Response-response Relationship
Time-scale
Known Feedforward/Feedback loops influencing this KER
- Overall, this KER is believed to be applicable to all vertebrates based on mortality as a result of exposure to known agonists of the AhR (Buckler et al 2015; Cohen-Barnhouse et al 2011; Elonen et al 1998; Johnson et al 1998; Jung et al 1997; Kopf & Walker 2009; Park et al 2014; Tillitt et al 2016; Toomey et al 2001; Walker et al 1991; Wang et al 2013; Yamauchi et al 2006; Zabel et al 1995).
- The correlation between AHR-mediated reporter gene activity and embryo death has been demonstrated in species of birds and fishes (Doernig et al 2018).
- Less is known about differences in binding affinity of AhRs and how this relates to sensitivity in reptiles or amphibians.

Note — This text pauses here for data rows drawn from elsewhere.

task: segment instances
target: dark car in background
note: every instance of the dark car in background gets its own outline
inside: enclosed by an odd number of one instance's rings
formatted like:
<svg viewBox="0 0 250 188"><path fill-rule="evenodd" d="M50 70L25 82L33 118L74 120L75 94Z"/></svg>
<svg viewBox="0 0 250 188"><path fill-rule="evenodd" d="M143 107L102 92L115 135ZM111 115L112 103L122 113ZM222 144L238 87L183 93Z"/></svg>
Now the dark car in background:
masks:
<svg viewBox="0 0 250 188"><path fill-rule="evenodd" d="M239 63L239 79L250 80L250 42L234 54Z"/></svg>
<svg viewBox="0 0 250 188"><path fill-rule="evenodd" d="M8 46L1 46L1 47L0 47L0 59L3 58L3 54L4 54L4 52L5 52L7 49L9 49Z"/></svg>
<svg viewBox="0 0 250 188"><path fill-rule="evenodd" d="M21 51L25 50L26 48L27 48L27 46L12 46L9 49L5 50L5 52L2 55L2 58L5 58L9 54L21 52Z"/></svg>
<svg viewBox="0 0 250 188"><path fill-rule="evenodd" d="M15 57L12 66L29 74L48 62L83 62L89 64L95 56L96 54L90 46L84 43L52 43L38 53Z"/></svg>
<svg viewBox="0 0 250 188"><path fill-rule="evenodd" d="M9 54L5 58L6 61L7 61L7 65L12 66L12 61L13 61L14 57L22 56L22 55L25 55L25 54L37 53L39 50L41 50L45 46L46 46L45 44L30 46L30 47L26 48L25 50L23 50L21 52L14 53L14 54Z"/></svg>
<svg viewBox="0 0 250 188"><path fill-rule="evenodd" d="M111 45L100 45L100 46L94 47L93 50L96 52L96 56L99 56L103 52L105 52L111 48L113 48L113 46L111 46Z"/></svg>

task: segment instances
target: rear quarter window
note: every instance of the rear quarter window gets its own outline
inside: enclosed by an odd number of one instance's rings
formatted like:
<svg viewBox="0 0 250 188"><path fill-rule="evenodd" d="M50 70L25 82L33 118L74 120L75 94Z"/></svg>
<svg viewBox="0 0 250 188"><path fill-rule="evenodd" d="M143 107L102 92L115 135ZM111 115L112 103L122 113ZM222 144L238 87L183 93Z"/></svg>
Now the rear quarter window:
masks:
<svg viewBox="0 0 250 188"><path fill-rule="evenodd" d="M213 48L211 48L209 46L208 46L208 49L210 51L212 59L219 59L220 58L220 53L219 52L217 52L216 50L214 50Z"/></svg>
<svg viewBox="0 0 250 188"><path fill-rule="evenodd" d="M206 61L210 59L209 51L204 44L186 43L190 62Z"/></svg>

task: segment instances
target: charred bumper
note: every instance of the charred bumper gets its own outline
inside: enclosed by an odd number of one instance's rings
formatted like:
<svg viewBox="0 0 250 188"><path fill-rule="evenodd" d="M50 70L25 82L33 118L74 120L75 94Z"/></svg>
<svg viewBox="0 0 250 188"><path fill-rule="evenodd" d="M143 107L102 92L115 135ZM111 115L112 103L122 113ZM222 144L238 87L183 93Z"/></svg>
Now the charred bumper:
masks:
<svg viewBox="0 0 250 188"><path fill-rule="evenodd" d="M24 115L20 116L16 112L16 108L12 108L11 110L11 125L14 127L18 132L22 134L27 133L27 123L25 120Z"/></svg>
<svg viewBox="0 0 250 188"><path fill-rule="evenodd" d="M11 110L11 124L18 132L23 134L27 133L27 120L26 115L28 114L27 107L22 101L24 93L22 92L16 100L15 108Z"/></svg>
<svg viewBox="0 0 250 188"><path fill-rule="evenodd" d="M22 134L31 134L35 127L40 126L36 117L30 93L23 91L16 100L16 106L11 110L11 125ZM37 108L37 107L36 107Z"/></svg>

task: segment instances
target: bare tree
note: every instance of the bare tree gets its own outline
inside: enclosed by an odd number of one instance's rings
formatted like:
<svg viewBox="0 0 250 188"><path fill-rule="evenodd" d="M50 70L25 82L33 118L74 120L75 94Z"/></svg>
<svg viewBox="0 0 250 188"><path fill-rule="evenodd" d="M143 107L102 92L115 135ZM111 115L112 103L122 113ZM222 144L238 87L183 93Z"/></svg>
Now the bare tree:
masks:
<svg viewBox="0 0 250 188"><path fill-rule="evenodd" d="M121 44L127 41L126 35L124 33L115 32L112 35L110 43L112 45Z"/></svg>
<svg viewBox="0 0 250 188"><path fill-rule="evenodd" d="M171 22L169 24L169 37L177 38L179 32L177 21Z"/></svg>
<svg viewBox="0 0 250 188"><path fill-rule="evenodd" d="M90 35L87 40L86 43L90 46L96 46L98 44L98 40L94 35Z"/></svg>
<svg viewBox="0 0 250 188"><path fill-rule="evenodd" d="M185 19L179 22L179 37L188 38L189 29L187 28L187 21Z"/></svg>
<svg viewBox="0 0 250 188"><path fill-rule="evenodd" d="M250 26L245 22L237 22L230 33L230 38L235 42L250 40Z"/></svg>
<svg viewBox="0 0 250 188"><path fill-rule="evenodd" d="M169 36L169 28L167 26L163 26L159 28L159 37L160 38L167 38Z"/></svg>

- Low binding affinity for DLCs of AhR1s of African clawed frog (Xenopus laevis) and axolotl (Ambystoma mexicanum) has been suggested as a mechanism for tolerance of these amphibians to DLCs (Lavine et al 2005; Shoots et al 2015).
- Among reptiles, only AhRs of American alligator (Alligator mississippiensis) have been investigated and little is known about the sensitivity of American alligator or other reptiles to DLCs (Oka et al 2016).
- Among fishes, great differences in sensitivity to DLCs are known both for AhRs and for embryos among species that have been tested (Doering et al 2013; 2014; 2018).
- Differences in binding affinity of the AhR2 have been demonstrated to explain differences in sensitivity to DLCs between sensitive and tolerant populations of Atlantic Tomcod (Microgadus tomcod) (Wirgin et al 2011).